La secta, de muy pocos miembros, no se diferenciaba en mucho de otras cortadas con la misma tijera: era conducida por un líder considerado espiritualmente superior, tenía una disciplina rígida e incuestionable, mezclaba la búsqueda de un supuesto ser interior con las enseñanzas del chamán yaqui Don Juan pregonadas por el mexicano Carlos Castaneda, sus integrantes utilizaban ayahuasca como alucinógeno para obtener revelaciones y, claro, meditaban para elevarse.
Daniel Cecchini
Los seguidores de la “Secta de Caliguay” – como se la conoció – también conocían la fecha precisa del fin del mundo, fijado para el 21 de diciembre de 2012, y su maestro, un hombre imponente que se hacía llamar “Antares de la Luz”, aseguraba que no era una más de las reencarnaciones de Cristo en la Tierra, sino que era Dios en persona que había bajado al mundo para librar la batalla final contra “el Oscuro”.

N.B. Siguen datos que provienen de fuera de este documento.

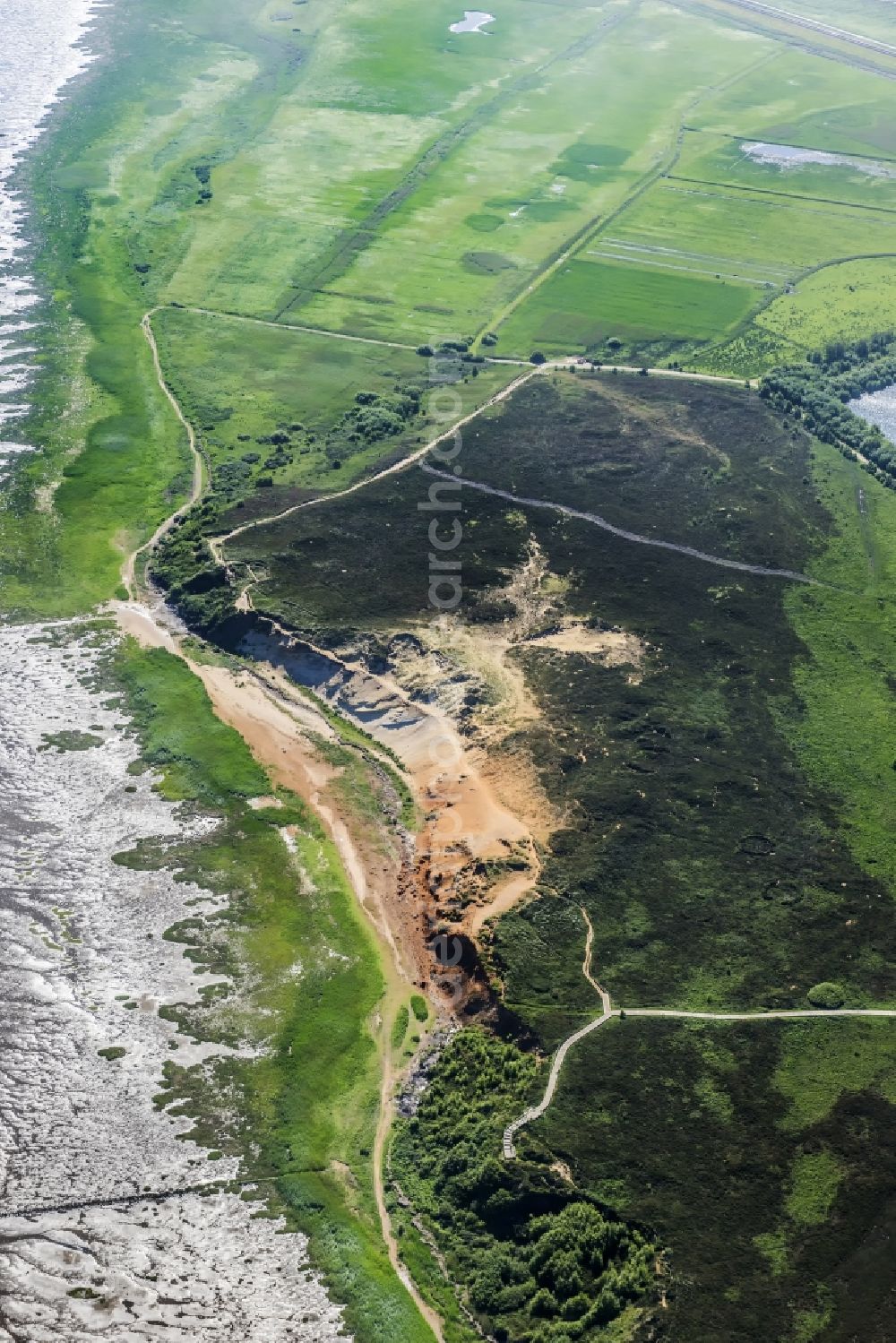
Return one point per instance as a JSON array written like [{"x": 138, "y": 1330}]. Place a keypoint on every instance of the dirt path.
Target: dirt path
[
  {"x": 247, "y": 705},
  {"x": 128, "y": 573},
  {"x": 804, "y": 21},
  {"x": 595, "y": 520},
  {"x": 220, "y": 541},
  {"x": 607, "y": 1012},
  {"x": 533, "y": 1112},
  {"x": 383, "y": 1125}
]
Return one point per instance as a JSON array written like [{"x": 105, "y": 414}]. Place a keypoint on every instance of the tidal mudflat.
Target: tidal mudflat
[
  {"x": 115, "y": 1227},
  {"x": 31, "y": 75}
]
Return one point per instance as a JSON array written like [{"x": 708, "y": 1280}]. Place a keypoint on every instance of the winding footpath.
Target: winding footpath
[
  {"x": 128, "y": 573},
  {"x": 595, "y": 520},
  {"x": 607, "y": 1012}
]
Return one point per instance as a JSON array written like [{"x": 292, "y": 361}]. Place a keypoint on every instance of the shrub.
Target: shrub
[{"x": 826, "y": 995}]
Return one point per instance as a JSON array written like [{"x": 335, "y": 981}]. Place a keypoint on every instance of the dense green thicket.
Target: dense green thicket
[
  {"x": 538, "y": 1259},
  {"x": 818, "y": 391}
]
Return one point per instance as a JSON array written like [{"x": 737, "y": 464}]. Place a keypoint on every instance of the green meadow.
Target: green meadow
[
  {"x": 308, "y": 1092},
  {"x": 271, "y": 177},
  {"x": 268, "y": 401}
]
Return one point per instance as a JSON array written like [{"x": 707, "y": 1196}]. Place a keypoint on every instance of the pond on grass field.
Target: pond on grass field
[
  {"x": 794, "y": 156},
  {"x": 473, "y": 21}
]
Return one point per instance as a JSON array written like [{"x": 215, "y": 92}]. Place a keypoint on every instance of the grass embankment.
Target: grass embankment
[
  {"x": 115, "y": 460},
  {"x": 306, "y": 985},
  {"x": 727, "y": 799}
]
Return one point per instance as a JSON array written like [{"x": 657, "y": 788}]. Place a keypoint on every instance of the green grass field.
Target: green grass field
[
  {"x": 239, "y": 383},
  {"x": 308, "y": 1092},
  {"x": 571, "y": 180}
]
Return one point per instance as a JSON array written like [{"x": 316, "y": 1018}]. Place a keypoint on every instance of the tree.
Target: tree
[{"x": 826, "y": 995}]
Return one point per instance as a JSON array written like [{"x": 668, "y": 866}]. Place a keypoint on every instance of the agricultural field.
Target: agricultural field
[
  {"x": 280, "y": 237},
  {"x": 740, "y": 220},
  {"x": 273, "y": 406}
]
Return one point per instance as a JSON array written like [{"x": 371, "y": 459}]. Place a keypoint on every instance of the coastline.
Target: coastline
[
  {"x": 37, "y": 99},
  {"x": 67, "y": 521}
]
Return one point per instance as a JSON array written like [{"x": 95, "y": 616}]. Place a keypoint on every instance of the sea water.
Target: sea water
[
  {"x": 42, "y": 47},
  {"x": 102, "y": 1232}
]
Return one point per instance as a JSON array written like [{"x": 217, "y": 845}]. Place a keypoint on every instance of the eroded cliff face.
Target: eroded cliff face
[{"x": 112, "y": 1225}]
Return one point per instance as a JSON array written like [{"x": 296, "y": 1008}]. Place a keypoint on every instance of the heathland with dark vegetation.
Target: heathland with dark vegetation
[
  {"x": 301, "y": 210},
  {"x": 728, "y": 848}
]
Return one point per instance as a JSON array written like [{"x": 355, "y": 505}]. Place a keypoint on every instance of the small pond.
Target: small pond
[
  {"x": 794, "y": 156},
  {"x": 879, "y": 409},
  {"x": 473, "y": 21}
]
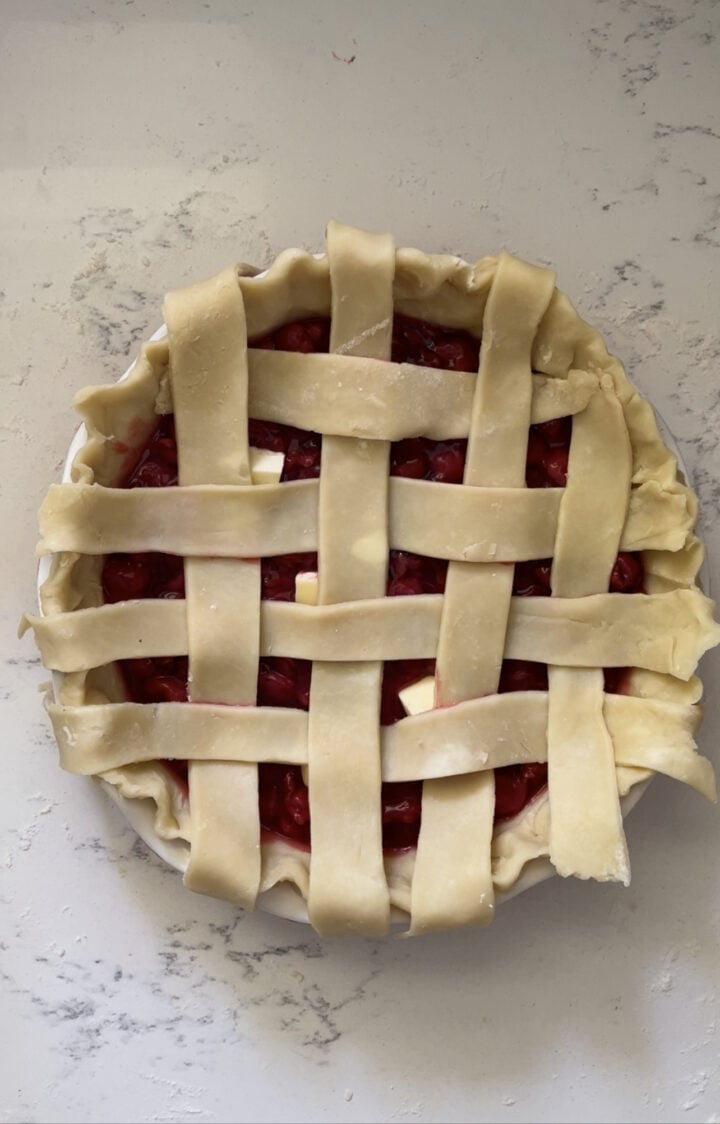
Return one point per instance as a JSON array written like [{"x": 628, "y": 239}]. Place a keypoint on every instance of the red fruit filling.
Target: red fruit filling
[{"x": 285, "y": 682}]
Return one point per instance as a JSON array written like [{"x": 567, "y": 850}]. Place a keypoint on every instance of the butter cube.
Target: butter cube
[
  {"x": 307, "y": 587},
  {"x": 265, "y": 467},
  {"x": 418, "y": 697}
]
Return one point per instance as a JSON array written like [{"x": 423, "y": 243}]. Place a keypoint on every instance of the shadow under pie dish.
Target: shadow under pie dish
[{"x": 376, "y": 580}]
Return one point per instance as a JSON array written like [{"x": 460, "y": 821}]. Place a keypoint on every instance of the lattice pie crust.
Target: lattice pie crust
[{"x": 538, "y": 361}]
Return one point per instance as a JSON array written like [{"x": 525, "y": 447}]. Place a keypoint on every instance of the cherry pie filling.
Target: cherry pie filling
[{"x": 285, "y": 682}]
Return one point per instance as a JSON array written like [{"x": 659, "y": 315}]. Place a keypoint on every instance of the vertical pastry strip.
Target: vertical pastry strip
[
  {"x": 208, "y": 371},
  {"x": 348, "y": 891},
  {"x": 586, "y": 835},
  {"x": 476, "y": 604}
]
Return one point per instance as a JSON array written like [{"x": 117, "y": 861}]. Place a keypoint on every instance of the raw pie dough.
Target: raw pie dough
[{"x": 538, "y": 362}]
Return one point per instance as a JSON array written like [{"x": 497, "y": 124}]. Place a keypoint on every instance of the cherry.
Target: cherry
[{"x": 627, "y": 574}]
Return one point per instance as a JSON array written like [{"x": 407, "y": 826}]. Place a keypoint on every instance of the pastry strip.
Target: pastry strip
[
  {"x": 208, "y": 369},
  {"x": 486, "y": 733},
  {"x": 613, "y": 625},
  {"x": 477, "y": 599},
  {"x": 586, "y": 835},
  {"x": 347, "y": 890},
  {"x": 459, "y": 523}
]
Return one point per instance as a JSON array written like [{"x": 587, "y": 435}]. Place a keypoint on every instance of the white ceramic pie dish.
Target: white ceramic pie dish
[{"x": 284, "y": 899}]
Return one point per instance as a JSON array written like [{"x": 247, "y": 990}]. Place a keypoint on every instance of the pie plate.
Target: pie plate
[{"x": 284, "y": 899}]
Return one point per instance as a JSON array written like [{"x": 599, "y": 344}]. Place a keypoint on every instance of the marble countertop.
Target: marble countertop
[{"x": 148, "y": 143}]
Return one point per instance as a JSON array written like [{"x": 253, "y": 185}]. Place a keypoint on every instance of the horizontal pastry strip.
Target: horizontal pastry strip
[
  {"x": 488, "y": 733},
  {"x": 356, "y": 397},
  {"x": 222, "y": 520},
  {"x": 662, "y": 632}
]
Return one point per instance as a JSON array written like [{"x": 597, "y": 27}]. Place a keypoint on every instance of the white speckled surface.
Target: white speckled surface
[{"x": 148, "y": 143}]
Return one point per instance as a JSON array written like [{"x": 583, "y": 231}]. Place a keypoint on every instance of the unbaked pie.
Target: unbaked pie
[{"x": 376, "y": 578}]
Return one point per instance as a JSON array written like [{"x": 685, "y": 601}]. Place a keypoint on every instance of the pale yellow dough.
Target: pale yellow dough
[{"x": 538, "y": 362}]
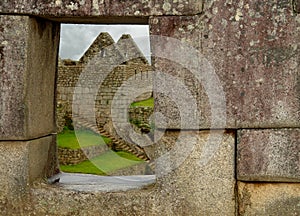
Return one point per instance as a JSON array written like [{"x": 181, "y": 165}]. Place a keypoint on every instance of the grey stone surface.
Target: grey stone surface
[
  {"x": 195, "y": 173},
  {"x": 193, "y": 187},
  {"x": 269, "y": 199},
  {"x": 268, "y": 155},
  {"x": 28, "y": 58},
  {"x": 21, "y": 163},
  {"x": 113, "y": 8},
  {"x": 94, "y": 183},
  {"x": 257, "y": 67}
]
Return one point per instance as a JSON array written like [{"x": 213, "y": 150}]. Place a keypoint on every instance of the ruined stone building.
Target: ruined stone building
[
  {"x": 226, "y": 91},
  {"x": 69, "y": 74}
]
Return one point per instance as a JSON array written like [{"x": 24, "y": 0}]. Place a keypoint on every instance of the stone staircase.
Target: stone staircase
[{"x": 117, "y": 143}]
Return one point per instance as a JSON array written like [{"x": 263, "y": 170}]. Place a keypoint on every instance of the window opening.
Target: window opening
[{"x": 80, "y": 148}]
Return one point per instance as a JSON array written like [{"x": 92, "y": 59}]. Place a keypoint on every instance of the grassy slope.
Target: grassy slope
[
  {"x": 145, "y": 103},
  {"x": 105, "y": 163},
  {"x": 68, "y": 139}
]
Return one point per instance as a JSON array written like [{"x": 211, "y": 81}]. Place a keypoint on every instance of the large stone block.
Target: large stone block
[
  {"x": 200, "y": 182},
  {"x": 22, "y": 162},
  {"x": 195, "y": 173},
  {"x": 268, "y": 199},
  {"x": 268, "y": 155},
  {"x": 28, "y": 64},
  {"x": 81, "y": 10},
  {"x": 253, "y": 48}
]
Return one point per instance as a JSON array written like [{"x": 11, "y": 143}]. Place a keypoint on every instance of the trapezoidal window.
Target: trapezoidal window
[{"x": 104, "y": 96}]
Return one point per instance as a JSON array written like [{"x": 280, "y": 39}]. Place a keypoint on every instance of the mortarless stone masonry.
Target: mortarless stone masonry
[
  {"x": 69, "y": 73},
  {"x": 253, "y": 46}
]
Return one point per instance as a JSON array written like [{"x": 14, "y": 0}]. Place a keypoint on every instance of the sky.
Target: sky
[{"x": 75, "y": 39}]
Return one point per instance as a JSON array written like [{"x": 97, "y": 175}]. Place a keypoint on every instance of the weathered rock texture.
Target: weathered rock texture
[
  {"x": 22, "y": 162},
  {"x": 72, "y": 73},
  {"x": 268, "y": 199},
  {"x": 269, "y": 155},
  {"x": 27, "y": 88},
  {"x": 256, "y": 60},
  {"x": 253, "y": 47}
]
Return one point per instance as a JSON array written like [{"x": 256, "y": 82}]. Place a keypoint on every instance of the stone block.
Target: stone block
[
  {"x": 268, "y": 199},
  {"x": 28, "y": 63},
  {"x": 22, "y": 162},
  {"x": 268, "y": 155},
  {"x": 91, "y": 8},
  {"x": 195, "y": 173},
  {"x": 257, "y": 69}
]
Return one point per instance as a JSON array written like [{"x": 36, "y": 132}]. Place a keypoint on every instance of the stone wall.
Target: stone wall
[
  {"x": 251, "y": 168},
  {"x": 140, "y": 114},
  {"x": 69, "y": 72}
]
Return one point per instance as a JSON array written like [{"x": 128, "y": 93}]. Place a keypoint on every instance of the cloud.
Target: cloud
[{"x": 76, "y": 38}]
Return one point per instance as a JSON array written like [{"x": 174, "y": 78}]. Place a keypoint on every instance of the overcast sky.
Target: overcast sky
[{"x": 75, "y": 39}]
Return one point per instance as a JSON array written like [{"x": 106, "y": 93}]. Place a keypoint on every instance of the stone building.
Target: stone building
[
  {"x": 240, "y": 61},
  {"x": 69, "y": 74}
]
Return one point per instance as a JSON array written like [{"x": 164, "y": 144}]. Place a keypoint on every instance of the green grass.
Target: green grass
[
  {"x": 105, "y": 163},
  {"x": 145, "y": 103},
  {"x": 68, "y": 139}
]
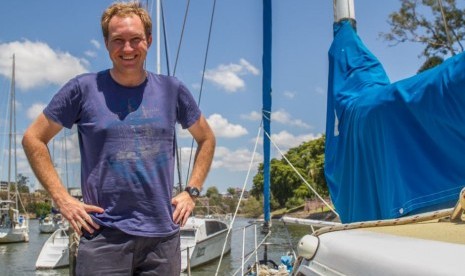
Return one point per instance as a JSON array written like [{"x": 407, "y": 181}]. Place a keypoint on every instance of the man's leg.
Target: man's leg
[{"x": 108, "y": 253}]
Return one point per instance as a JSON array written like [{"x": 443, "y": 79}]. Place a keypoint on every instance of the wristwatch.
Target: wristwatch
[{"x": 192, "y": 191}]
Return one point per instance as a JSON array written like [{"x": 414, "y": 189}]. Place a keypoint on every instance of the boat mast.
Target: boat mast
[
  {"x": 158, "y": 39},
  {"x": 266, "y": 110},
  {"x": 12, "y": 137},
  {"x": 343, "y": 9}
]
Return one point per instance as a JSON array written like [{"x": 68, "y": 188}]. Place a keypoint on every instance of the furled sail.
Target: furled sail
[{"x": 392, "y": 148}]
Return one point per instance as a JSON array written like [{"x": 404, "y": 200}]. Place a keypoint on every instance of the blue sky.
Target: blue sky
[{"x": 54, "y": 40}]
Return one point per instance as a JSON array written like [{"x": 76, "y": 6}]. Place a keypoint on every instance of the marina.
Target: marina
[{"x": 20, "y": 258}]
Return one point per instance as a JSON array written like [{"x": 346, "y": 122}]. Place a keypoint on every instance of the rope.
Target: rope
[
  {"x": 389, "y": 222},
  {"x": 202, "y": 80},
  {"x": 253, "y": 252}
]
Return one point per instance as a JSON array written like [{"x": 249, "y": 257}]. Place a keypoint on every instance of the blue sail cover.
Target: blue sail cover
[{"x": 392, "y": 149}]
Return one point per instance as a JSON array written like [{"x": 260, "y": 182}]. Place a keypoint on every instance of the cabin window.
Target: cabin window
[
  {"x": 187, "y": 233},
  {"x": 214, "y": 226}
]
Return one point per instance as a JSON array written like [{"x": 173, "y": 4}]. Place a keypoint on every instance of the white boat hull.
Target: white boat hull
[
  {"x": 203, "y": 249},
  {"x": 17, "y": 234},
  {"x": 47, "y": 227},
  {"x": 362, "y": 252},
  {"x": 55, "y": 252}
]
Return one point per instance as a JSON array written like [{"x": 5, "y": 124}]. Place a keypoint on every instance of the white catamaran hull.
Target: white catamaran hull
[
  {"x": 17, "y": 234},
  {"x": 47, "y": 227},
  {"x": 55, "y": 252},
  {"x": 204, "y": 245}
]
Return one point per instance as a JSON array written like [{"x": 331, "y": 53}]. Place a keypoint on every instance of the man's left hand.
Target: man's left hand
[{"x": 184, "y": 205}]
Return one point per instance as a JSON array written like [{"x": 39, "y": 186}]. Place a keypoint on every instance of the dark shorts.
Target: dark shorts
[{"x": 112, "y": 252}]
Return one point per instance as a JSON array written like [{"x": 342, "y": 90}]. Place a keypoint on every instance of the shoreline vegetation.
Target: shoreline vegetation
[{"x": 322, "y": 213}]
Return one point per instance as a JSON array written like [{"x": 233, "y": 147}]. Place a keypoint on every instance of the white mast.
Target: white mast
[{"x": 343, "y": 9}]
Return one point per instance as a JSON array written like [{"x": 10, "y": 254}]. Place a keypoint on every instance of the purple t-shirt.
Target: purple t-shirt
[{"x": 126, "y": 138}]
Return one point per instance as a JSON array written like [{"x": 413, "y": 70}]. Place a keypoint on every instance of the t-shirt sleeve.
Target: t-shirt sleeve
[
  {"x": 64, "y": 108},
  {"x": 188, "y": 111}
]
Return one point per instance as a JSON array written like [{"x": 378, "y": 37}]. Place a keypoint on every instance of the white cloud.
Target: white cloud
[
  {"x": 285, "y": 140},
  {"x": 252, "y": 116},
  {"x": 283, "y": 117},
  {"x": 229, "y": 76},
  {"x": 279, "y": 116},
  {"x": 235, "y": 160},
  {"x": 95, "y": 43},
  {"x": 91, "y": 54},
  {"x": 222, "y": 128},
  {"x": 289, "y": 94},
  {"x": 35, "y": 110},
  {"x": 37, "y": 64}
]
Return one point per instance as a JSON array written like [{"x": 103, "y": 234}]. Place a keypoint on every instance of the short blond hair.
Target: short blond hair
[{"x": 124, "y": 10}]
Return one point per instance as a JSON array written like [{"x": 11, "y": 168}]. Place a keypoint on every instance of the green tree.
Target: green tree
[
  {"x": 41, "y": 209},
  {"x": 214, "y": 197},
  {"x": 438, "y": 25},
  {"x": 252, "y": 207},
  {"x": 308, "y": 160},
  {"x": 232, "y": 191},
  {"x": 23, "y": 183}
]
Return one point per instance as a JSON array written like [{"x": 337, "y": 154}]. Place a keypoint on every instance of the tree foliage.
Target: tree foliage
[
  {"x": 437, "y": 24},
  {"x": 285, "y": 183}
]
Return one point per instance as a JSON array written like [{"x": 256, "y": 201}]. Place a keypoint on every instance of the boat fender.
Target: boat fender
[{"x": 308, "y": 246}]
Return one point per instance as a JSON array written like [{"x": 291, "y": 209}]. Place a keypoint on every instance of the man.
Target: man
[{"x": 126, "y": 120}]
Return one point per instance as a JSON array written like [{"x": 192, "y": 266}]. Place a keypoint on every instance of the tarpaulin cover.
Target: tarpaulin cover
[{"x": 392, "y": 149}]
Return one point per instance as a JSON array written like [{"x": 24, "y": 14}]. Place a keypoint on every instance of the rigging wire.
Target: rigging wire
[
  {"x": 165, "y": 40},
  {"x": 240, "y": 199},
  {"x": 301, "y": 177},
  {"x": 181, "y": 37},
  {"x": 446, "y": 29},
  {"x": 203, "y": 78}
]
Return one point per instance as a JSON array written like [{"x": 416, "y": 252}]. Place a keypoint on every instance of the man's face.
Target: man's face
[{"x": 127, "y": 44}]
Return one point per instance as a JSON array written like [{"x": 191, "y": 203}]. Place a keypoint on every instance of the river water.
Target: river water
[{"x": 19, "y": 258}]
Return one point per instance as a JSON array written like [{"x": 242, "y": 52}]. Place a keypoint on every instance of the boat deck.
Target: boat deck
[{"x": 430, "y": 230}]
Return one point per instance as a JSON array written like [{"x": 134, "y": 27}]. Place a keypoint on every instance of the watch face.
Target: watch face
[{"x": 193, "y": 191}]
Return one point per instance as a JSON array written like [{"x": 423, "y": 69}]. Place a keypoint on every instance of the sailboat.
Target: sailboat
[
  {"x": 14, "y": 227},
  {"x": 396, "y": 227}
]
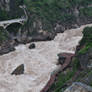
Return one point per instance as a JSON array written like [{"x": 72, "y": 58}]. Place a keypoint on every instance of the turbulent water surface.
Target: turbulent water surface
[{"x": 39, "y": 63}]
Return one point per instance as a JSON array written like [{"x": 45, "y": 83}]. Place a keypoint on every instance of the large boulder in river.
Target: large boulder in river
[
  {"x": 19, "y": 70},
  {"x": 79, "y": 87}
]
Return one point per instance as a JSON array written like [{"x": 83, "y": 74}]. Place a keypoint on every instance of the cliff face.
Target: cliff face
[{"x": 5, "y": 5}]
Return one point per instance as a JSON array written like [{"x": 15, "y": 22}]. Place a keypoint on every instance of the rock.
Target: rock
[
  {"x": 61, "y": 59},
  {"x": 6, "y": 48},
  {"x": 86, "y": 59},
  {"x": 79, "y": 87},
  {"x": 32, "y": 46},
  {"x": 19, "y": 70}
]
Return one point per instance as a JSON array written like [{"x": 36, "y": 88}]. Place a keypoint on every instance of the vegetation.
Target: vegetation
[
  {"x": 3, "y": 36},
  {"x": 86, "y": 40}
]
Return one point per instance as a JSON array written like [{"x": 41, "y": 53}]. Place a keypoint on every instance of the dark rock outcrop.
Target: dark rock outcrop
[
  {"x": 19, "y": 70},
  {"x": 86, "y": 59}
]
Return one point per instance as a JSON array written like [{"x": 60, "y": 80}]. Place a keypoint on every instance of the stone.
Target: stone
[
  {"x": 79, "y": 87},
  {"x": 61, "y": 59},
  {"x": 19, "y": 70},
  {"x": 32, "y": 46}
]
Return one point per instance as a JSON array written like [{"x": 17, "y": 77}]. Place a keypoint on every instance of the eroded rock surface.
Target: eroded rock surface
[{"x": 79, "y": 87}]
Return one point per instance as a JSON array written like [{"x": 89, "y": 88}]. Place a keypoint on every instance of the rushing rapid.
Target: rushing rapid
[{"x": 39, "y": 63}]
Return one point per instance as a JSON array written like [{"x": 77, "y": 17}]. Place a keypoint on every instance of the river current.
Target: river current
[{"x": 39, "y": 63}]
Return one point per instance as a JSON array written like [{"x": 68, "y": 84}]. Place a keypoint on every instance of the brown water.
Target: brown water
[{"x": 39, "y": 63}]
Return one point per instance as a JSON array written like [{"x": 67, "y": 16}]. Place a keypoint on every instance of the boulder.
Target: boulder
[
  {"x": 61, "y": 59},
  {"x": 19, "y": 70},
  {"x": 32, "y": 46},
  {"x": 79, "y": 87},
  {"x": 86, "y": 59}
]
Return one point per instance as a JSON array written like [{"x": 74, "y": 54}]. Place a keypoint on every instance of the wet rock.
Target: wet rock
[
  {"x": 19, "y": 70},
  {"x": 79, "y": 87},
  {"x": 32, "y": 46}
]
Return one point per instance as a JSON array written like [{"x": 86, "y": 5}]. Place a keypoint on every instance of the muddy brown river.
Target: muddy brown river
[{"x": 39, "y": 63}]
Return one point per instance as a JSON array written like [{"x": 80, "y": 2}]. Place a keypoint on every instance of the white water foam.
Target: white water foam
[{"x": 39, "y": 63}]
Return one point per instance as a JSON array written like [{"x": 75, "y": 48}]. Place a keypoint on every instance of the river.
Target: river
[{"x": 39, "y": 63}]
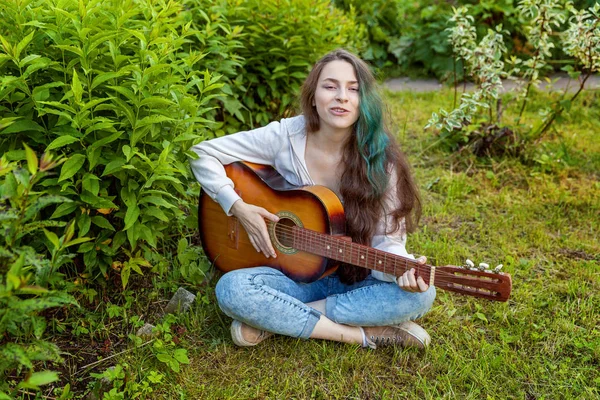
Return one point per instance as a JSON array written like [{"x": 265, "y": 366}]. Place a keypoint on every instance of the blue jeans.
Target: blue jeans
[{"x": 265, "y": 298}]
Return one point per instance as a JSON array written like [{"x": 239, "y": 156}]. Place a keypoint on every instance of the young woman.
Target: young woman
[{"x": 339, "y": 142}]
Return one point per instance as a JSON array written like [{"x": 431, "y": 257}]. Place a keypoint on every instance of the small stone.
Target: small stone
[
  {"x": 180, "y": 302},
  {"x": 145, "y": 331}
]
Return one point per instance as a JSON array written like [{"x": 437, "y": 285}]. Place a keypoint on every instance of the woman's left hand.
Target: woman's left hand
[{"x": 408, "y": 281}]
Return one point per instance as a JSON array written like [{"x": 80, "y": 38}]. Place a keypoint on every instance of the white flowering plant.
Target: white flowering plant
[{"x": 487, "y": 62}]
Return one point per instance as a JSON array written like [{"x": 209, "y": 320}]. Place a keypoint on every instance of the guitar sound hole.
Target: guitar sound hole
[{"x": 284, "y": 233}]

Pese a que se conocía que usaban y abusaban de alucinógenos, las flexibles leyes chilenas sobre la libertad de cultos mantenían al maestro y sus devotos fuera de cualquier investigación judicial o policial hasta que alguien – un hombre – denunció mediante una llamada anónima a los Carabineros que habían asesinado ritualmente a un bebé recién nacido. Solo entonces las autoridades tomaron cartas en el asunto y pusieron al descubierto un submundo de horror, donde el control mental que Antares de la Luz ejercía sobre sus adeptos culminó con uno de los crímenes más aberrantes de la historia reciente de Chile.
Eso es lo que cuenta, con rigor investigativo y a través de reveladores testimonios de algunos de los miembros de la “Secta de Caliguay”, el documental “Antares de la Luz: la secta del fin del mundo”, estrenado hace pocos días en la plataforma Netflix.